4) Dispositions finales
51.Aux termes de l'article 696 du code de procédure civile, la partie perdante est condamnée aux dépens, à moins que le juge, par décision motivée, n'en mette la totalité ou une fraction à la charge d'une autre partie. L'article 700 du même code permet au juge de condamner en outre la partie tenue aux dépens ou qui perd son procès à payer à l'autre, pour les frais exposés mais non compris dans les dépens, une somme qu'il détermine, en tenant compte de l'équité et de la situation économique de cette partie.
52.M. [O], qui perd le procès, doit être tenu aux dépens et indemniser les demanderesses de l'ensemble de leurs frais utiles, qui peuvent être estimés, au regard des éléments de la procédure, à 6 000 euros.

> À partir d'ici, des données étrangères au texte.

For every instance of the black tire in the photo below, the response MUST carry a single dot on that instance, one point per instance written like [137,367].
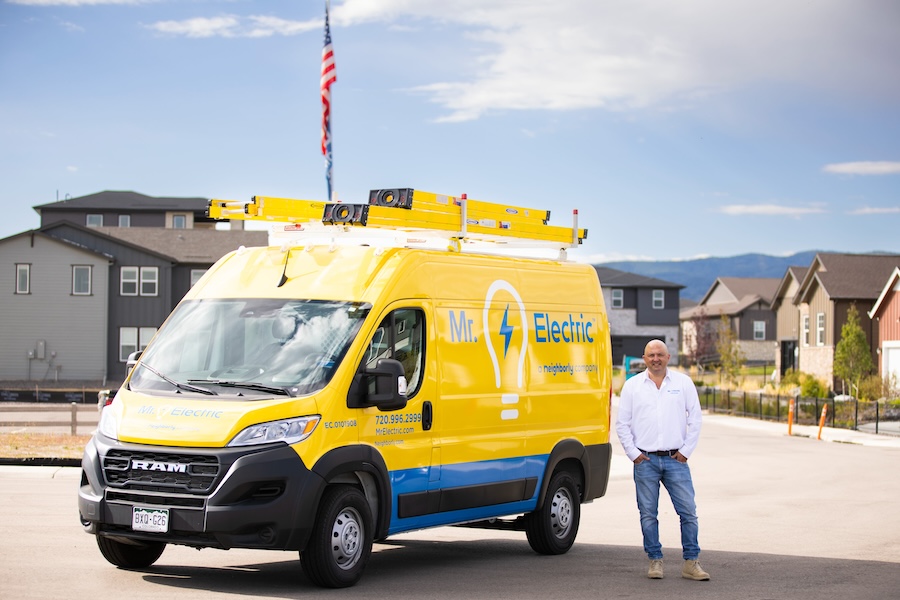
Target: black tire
[341,541]
[137,555]
[552,528]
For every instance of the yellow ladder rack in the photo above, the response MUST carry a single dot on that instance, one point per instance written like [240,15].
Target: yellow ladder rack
[408,210]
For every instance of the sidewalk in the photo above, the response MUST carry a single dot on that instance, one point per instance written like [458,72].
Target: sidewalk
[829,434]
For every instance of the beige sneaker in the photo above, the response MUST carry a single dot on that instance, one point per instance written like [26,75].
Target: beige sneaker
[693,570]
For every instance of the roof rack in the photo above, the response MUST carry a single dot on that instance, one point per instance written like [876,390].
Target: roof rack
[408,217]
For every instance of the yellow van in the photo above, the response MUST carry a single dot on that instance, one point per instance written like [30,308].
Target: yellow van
[320,397]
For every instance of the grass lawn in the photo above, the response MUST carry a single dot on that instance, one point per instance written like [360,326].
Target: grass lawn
[42,445]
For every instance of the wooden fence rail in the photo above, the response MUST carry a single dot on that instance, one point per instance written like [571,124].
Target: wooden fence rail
[70,413]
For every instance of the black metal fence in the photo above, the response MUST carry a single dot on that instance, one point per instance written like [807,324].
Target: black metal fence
[881,416]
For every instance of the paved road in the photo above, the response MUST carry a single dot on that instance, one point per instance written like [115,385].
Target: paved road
[781,517]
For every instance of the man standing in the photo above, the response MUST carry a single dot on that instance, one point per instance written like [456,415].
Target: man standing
[659,426]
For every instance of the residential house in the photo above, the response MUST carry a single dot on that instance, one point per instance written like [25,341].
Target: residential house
[832,284]
[886,315]
[746,303]
[639,309]
[130,209]
[787,322]
[120,283]
[54,310]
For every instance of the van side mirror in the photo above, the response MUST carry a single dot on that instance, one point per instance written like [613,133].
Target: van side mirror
[390,385]
[131,361]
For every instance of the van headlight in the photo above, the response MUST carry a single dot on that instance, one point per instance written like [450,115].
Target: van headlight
[109,424]
[289,431]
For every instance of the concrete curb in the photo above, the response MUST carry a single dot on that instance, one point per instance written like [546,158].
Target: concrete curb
[40,462]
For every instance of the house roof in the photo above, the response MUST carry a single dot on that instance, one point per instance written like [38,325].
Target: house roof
[790,275]
[187,245]
[125,201]
[739,294]
[70,243]
[621,279]
[847,276]
[204,246]
[890,285]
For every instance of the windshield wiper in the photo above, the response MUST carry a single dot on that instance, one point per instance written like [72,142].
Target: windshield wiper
[179,385]
[250,385]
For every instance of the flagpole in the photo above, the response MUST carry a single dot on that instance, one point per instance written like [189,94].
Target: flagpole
[328,77]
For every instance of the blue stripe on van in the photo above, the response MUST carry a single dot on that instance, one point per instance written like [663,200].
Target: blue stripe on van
[460,475]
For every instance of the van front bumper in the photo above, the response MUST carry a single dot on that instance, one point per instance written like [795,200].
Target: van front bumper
[261,497]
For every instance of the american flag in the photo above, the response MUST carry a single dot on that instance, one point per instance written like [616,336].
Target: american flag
[328,77]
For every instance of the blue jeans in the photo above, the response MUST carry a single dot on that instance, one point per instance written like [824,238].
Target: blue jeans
[676,477]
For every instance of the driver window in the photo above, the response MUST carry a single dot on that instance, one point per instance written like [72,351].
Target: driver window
[401,336]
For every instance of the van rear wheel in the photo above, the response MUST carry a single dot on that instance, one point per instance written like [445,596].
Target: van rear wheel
[552,528]
[135,555]
[341,540]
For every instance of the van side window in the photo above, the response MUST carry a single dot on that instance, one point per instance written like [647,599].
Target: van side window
[401,336]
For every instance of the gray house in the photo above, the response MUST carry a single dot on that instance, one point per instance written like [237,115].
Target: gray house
[639,309]
[54,310]
[832,284]
[129,209]
[746,303]
[787,321]
[86,295]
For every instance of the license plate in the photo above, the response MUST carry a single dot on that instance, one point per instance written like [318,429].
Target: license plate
[150,519]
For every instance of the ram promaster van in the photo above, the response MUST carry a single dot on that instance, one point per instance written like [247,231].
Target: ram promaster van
[331,392]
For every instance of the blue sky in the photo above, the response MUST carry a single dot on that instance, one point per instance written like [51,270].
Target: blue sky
[677,128]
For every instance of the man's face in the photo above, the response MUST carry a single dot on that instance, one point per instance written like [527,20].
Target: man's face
[656,357]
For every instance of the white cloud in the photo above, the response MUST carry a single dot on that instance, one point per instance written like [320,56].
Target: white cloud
[887,210]
[614,55]
[882,167]
[200,27]
[769,210]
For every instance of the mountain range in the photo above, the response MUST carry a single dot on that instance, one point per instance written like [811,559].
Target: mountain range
[698,275]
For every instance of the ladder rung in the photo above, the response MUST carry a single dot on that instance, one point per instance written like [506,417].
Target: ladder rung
[411,210]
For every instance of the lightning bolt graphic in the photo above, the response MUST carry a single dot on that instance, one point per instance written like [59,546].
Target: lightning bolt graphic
[505,331]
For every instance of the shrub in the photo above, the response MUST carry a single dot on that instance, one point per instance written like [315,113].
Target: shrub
[874,387]
[810,387]
[791,378]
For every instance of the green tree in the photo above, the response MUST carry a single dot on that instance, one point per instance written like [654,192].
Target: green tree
[730,356]
[852,355]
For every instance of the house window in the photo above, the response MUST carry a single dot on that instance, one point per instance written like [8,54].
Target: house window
[618,298]
[149,281]
[128,278]
[759,330]
[81,280]
[132,339]
[23,279]
[143,281]
[196,274]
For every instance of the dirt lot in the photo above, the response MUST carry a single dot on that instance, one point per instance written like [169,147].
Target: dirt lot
[42,445]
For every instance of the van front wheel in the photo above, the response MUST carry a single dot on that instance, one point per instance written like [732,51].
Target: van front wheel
[341,540]
[552,528]
[130,555]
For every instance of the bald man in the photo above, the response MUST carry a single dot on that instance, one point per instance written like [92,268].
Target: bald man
[659,426]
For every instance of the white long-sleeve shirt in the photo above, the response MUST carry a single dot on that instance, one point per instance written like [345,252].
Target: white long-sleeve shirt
[654,419]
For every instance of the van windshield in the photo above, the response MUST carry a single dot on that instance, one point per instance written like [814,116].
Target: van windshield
[249,347]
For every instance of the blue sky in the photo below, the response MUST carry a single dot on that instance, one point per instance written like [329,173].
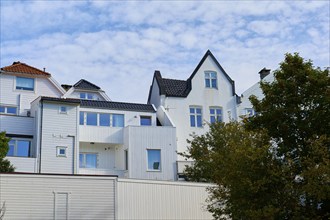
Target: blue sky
[118,45]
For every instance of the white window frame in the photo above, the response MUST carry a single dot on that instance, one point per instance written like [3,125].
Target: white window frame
[6,109]
[160,158]
[58,151]
[215,108]
[63,112]
[34,84]
[195,114]
[209,78]
[16,147]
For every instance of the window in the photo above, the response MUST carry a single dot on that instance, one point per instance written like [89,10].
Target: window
[8,110]
[23,83]
[86,95]
[104,120]
[211,79]
[145,120]
[63,110]
[91,118]
[88,160]
[215,114]
[19,148]
[61,151]
[117,120]
[196,117]
[154,162]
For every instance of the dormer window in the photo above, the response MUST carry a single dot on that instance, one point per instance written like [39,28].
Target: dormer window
[211,79]
[86,95]
[23,83]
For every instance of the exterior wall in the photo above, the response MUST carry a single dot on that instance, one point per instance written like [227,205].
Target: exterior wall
[253,90]
[178,108]
[139,139]
[22,99]
[39,197]
[57,130]
[139,199]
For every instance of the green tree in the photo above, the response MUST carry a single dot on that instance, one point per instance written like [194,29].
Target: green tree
[5,166]
[275,165]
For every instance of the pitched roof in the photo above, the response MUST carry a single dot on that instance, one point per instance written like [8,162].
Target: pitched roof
[18,67]
[182,88]
[84,84]
[117,105]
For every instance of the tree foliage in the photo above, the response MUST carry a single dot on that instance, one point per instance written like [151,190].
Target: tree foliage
[275,165]
[5,166]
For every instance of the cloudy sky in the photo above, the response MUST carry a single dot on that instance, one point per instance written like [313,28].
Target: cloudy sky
[118,45]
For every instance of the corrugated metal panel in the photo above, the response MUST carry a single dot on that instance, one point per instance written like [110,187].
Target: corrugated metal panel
[161,200]
[33,196]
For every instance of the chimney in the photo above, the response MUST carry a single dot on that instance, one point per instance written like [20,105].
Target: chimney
[264,72]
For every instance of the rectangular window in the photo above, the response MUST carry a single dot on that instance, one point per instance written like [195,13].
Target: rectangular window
[23,83]
[104,120]
[211,79]
[145,120]
[88,160]
[91,118]
[8,110]
[19,148]
[117,120]
[195,117]
[215,114]
[154,162]
[61,151]
[63,110]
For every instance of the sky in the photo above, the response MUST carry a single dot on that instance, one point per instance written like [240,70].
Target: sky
[118,45]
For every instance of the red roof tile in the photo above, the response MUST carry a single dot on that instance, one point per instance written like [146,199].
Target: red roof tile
[18,67]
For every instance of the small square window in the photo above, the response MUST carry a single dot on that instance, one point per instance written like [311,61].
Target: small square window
[61,151]
[63,110]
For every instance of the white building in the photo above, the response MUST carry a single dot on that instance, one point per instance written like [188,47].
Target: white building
[77,129]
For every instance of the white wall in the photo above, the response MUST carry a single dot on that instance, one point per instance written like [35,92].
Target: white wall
[178,108]
[22,99]
[139,199]
[138,139]
[33,196]
[55,130]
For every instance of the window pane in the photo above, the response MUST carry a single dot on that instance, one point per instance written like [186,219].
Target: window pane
[89,96]
[118,120]
[11,148]
[153,159]
[25,83]
[104,119]
[81,118]
[199,121]
[145,120]
[90,160]
[91,118]
[23,148]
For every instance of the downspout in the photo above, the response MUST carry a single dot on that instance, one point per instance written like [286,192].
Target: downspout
[41,117]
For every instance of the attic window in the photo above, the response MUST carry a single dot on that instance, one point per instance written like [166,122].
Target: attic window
[211,79]
[23,83]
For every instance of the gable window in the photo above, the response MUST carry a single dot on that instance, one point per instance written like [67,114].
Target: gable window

53.L'exécution provisoire est de droit et les circonstances de l'espèce ne justifient pas de l'écarter.
PAR CES MOTIFS
Le tribunal, statuant publiquement en premier ressort par jugement réputé contradictoire mis à disposition au greffe,
Rejette les demandes de la société La Poste et de l'association Vigik en interdiction, transfert de nom de domaine et dommages et intérêts dirigées contre M. [J] [E] ;
Condamne M. [Y] [O] à payer 20 000 euros à la société La Poste en réparation du préjudice causé par la contrefaçon de la marque française Vigik no 96638370 ;
Rejette les demandes fondées sur la contrefaçon de la marque de l'Union européenne Vigik no 000331173 ;
Condamne M. [Y] [O] à payer 1 500 euros à l'association Vigik en réparation du préjudice causé par l'exploitation du nom de domaine badge-vigik.com
Condamne M. [Y] [O] à payer 1 500 euros à l'association Vigik en réparation du préjudice causé par l'emploi du nom commercial et de l'enseigne « Badge vigik » ;
Interdit à M. [Y] [O] d'utiliser le signe Vigik dans la vie des affaires, pour désigner des badges ou cartes électroniques d'ouverture de portes, et ce dans un délai de 45 jours à compter de la signification du jugement, puis sous astreinte de 300 euros par jour de retard, qui courra au maximum pendant 180 jours, au profit de la société La Poste ;
Ordonne à M. [Y] [O] de cesser d'utiliser le nom de domaine badge-vigik.fr et de modifier son nom commercial et son enseigne de manière à y supprimer toute mention du mot « Vigik », et en faisant enregistrer ce changement au registre du commerce, et ce dans un délai de 45 jours à compter de la signification du jugement, puis sous astreinte de 200 euros par jour de retard, qui courra au maximum pendant 180 jours, au profit de l'association Vigik ;
Se réserve la liquidation des astreintes ;
Rejette la demande en publication du jugement ;
Condamne M. [O] aux dépens ainsi qu'à payer 6 000 euros au total à la société La Poste et l'association Vigik au titre de l'article 700 du code de procédure civile ; et rejette la demande de celles-ci formée au même titre contre M. [E] ;
Dit n'y avoir lieu à écarter l'exécution provisoire.